次の封書は、石川県金沢市千日町3-22と住所が書かれていた。ブルーの封筒である。名のところには、室生犀星記念館とある。
開けてみると私の名宛てで、記念館館長U氏の名が書かれてあった。ほとんどがワープロで書かれている。
タイトルは『北陸新幹線開業記念企画展「犀星と田端文士村」展開催のご案内』とある。なるほど、このブログにも書いたが、先だって私はご依頼があって田端文士村で講演をしてきた。きっと私の名や住所を室生犀星記念館は、北区田端の文士村記念館から知ったのであろう。
開催期間は、平成27年7月4日(土)から11月8日(日)と記されていた。その下に館長Oさんであろう方のペンの文字で、「この度、展示で菊池寛様を少々紹介させて頂いております。よろしくお願い申し上げます。」と書いてある。

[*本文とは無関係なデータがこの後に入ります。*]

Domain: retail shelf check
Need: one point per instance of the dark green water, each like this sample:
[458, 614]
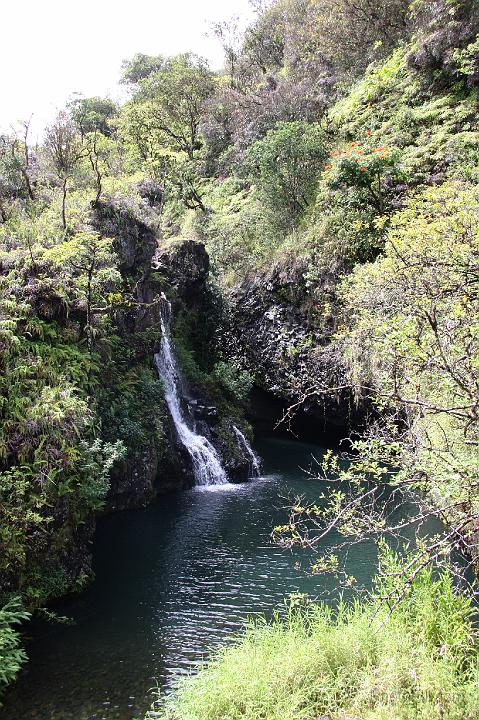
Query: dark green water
[173, 581]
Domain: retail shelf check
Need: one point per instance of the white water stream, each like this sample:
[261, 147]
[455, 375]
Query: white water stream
[206, 464]
[254, 463]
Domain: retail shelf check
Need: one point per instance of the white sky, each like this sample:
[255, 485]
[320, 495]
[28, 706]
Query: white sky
[50, 49]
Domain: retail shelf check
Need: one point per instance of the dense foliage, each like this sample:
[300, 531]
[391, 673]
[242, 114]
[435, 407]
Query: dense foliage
[342, 138]
[421, 663]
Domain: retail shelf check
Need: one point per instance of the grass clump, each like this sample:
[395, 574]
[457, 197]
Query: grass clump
[420, 663]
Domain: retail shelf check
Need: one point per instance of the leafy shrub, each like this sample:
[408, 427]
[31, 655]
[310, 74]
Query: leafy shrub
[286, 164]
[419, 664]
[236, 381]
[372, 172]
[12, 656]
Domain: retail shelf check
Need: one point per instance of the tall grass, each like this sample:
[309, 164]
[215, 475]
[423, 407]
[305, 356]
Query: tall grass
[422, 662]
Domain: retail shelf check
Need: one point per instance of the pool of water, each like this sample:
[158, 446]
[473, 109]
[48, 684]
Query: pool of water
[172, 581]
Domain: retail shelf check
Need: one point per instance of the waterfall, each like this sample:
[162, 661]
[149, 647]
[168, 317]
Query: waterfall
[255, 465]
[206, 464]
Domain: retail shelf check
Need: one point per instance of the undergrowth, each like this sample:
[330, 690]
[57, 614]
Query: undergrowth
[422, 662]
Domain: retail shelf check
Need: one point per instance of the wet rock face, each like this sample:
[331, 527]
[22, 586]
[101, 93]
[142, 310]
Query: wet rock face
[289, 356]
[186, 268]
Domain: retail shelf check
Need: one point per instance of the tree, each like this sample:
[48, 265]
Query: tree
[410, 338]
[286, 165]
[65, 149]
[169, 104]
[92, 263]
[140, 67]
[93, 114]
[371, 172]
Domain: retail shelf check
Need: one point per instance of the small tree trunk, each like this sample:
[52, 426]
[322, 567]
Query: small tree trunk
[64, 204]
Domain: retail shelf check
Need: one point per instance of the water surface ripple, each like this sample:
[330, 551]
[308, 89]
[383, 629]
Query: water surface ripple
[173, 581]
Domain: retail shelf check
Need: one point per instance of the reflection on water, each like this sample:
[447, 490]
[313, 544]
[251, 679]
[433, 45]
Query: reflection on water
[173, 581]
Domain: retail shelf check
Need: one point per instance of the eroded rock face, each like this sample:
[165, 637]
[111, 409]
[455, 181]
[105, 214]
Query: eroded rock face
[270, 331]
[186, 267]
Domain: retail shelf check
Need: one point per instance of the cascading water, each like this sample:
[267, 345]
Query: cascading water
[255, 465]
[206, 464]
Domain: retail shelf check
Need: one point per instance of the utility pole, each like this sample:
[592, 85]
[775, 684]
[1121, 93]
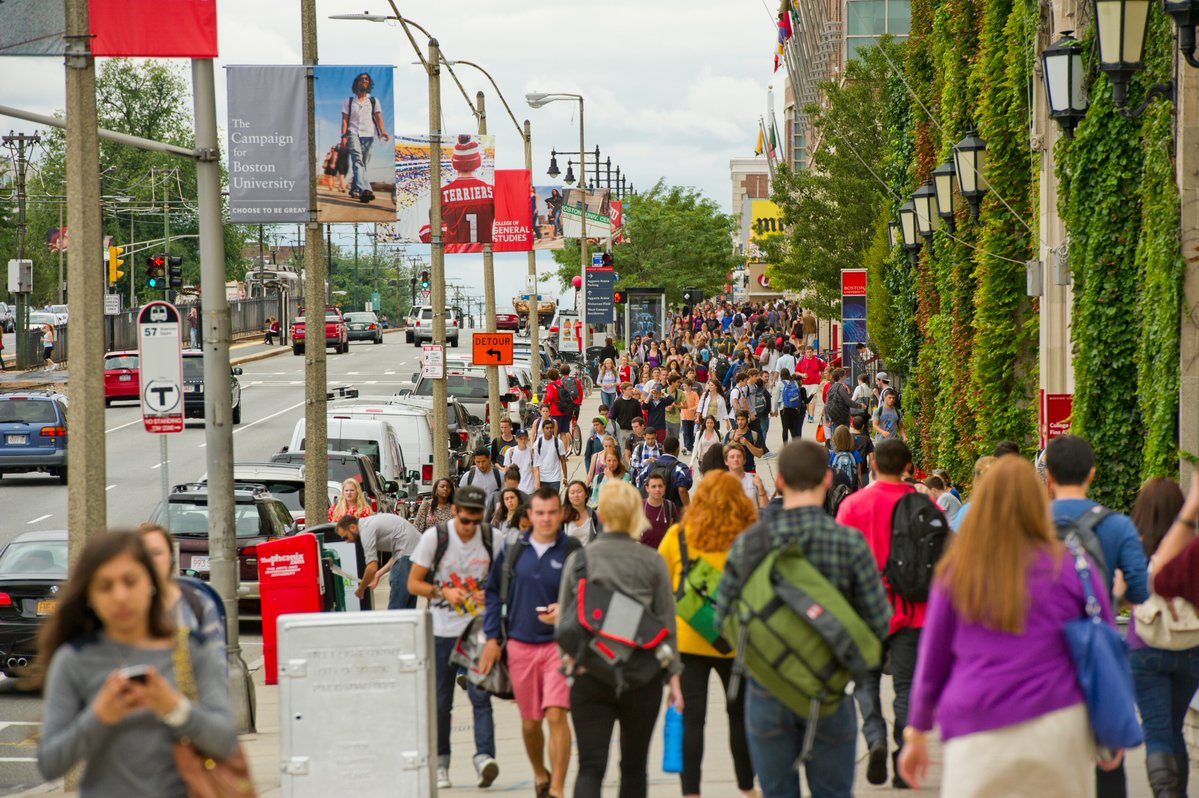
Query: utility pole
[493, 372]
[86, 500]
[438, 255]
[218, 390]
[18, 141]
[315, 427]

たまたまだが、20年以上前に各社の広告関係者とアメリカに研修旅行に行ったことがあったが、その後、ザリガニの会と称し毎年何回かその仲間たちと飲み会などをしている。ザリガニは、皆で立ち寄ったアメリカのニューオリンズのトレードマークで、その名を会の名前にしている。そのザリガニの会で今年の9月28日から一泊で金沢観光旅行が予定されていた。私も参加の返事を出していた。ちょうど良いが、団体旅行なので皆が興味を持つだろうか、また、ひとりで行くとなるとその時間があるだろうか。館長からのご案内状の他に催事のパンフレットも入っていた。表には、東京の田端の地図の上に芥川龍之介、吉田三郎、中野重治、堀辰雄、荻原朔太郎、菊池寛、室生犀星の名と顔のイラストが画かれている。裏面には、
「東京都北区田端はかつて、文士や芸術家が多く暮らしていた郊外のまちでした。彼らは互いに行き来して生活を謳歌し、さながら一つのコミュニティを形成しているようであったことから、後に『田端文士村(もしくは文士芸術家村)』と呼ばれるようになりました。おもに明治末期から昭和前期のころのことです。(中略)本展示では、田端時代における犀星の人生模様と、それを彩った交友関係を紹介します。現代と比べると人と人との距離がもっと近かった、当時の文壇の雰囲気も同時に感じていただければ幸いです。」と紹介されている。室生犀星記念館は、金沢駅東口から北陸鉄道バスで「片町」下車徒歩6分。9時半から17時まで、会期中は、無休と書かれてある。有料だが、安い!詳しく知りたい方は、076-245-1108に電話をされると良い。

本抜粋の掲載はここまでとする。